Effect on ASR Habituation of Reduced Serotonin Content in DRN Serotonergic Neurons

(A-B) Representative images of labeling with serotonin antibody (red) in control larva (A) and in tg(Tph2:Gal4ff;UAS:DNGα_i,gap43-citrine) larva that co-expresses DN-Gα_i and citrine fluorescent protein (green) in DRN serotonergic neurons (B). Scale bars, 25 µm.

(C) DRN DNGα_i expressing larvae do not have significantly different numbers of serotonergic neurons in the DRN or hypothalamic serotonergic nuclei (n_DN-Gαi = 11, n_Control = 11, p > 0.9). Central mark of box plots is the median value, vertical edges are the 25^th and 75^th percentiles and whiskers are the extreme values of distribution of numbers of serotonergic neurons for each group.

(D) DRN neurons co-expressing DN-Gα_i and citrine fluorescent protein (green) have significantly lower mean serotonin content than neurons in the same DRN that do not express (n = 12 larvae, **p < 0.001).

(E) ASR probability under non-habituating conditions in DN-Gα_i expressing larvae compared to control sibling larvae (n_DN-Gαi = 171, n_Control = 156, z = 0.43, p > 0.06).

(F) DN-Gα_i larvae habituation index frequency distribution is shifted to higher values (more habituation) compared to control larvae (n_DN-Gαi = 122, n_Control = 116, z = 2.28, p = 0.011).

(G) Frequency distribution of total displacement during 10 min in DN-Gα_i larvae is shifted toward decreased displacement compared to control larvae (n_DN-Gαi = 146, n_Control = 106, z = 2.46, p = 0.014). Statistics: unpaired, two-tailed Student’s t test (C), paired, two-tailed Student’s t test (D), two-tailed Mann-Whitney test (E-G).

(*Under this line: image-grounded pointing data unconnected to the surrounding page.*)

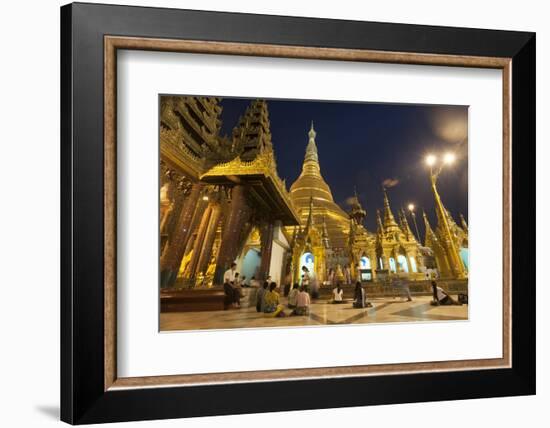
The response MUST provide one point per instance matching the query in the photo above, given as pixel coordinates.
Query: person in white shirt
(229, 275)
(440, 297)
(292, 295)
(338, 294)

Effect on ASR Habituation of DRN Activation with Channelrhodopsin-2

(A) Representative image showing channelrhodopsin-2 (ChR2)-YFP expression in cell bodies and processes of DRN neurons in tg(tph2:Gal4ff; 14xUAS-E1b:hChR2(H134R)-EYFP) in 6 dpf larva.

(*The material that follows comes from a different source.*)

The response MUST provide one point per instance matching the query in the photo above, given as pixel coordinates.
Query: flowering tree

(B) Protocol showing single stimulus from habituation series, pairing illumination at 488 nm (to activate ChR2 in DRN neurons) with sound stimulation (to elicit the ASR).

(C and D) Acoustic startle responses of all of the individual larvae ordered in the y axis by probability of escape during the stimulus series, separated into two groups from the sibling larvae: not expressing ChR2-YFP (C, Control) and those expressing ChR2-YFP (D, ChR2). Each dot represents a sound-induced escape.

(E) Plots of mean ± SEM of data shown in (C) and (D) showing less habituation in siblings with ChR2 in DRN neurons (n_ChR2 = 18, n_Control = 18, analysis of covariance, F-statistic: 28.24, p < 10^-6).

No effect on serotonin content in hypothalamus or on zebrafish morphology of expression of dominant-negative αi G-protein signaling peptide. (A) DRN DNGαi expressing larvae do not have significantly different serotonin content in the hypothalamus (normalized serotonin stain: control = 1.004 ± 0.063; DN-Gα_i = 0.996 ± 0.080, P = 0.14, 2-sided student’s T-test). (B) Representative image of tg(Tph2:Gal4ff;UAS:DNGa_i) (DN-Gα_i) or control 6 dpf transgenic zebrafish larva. Scale bars 500 µm.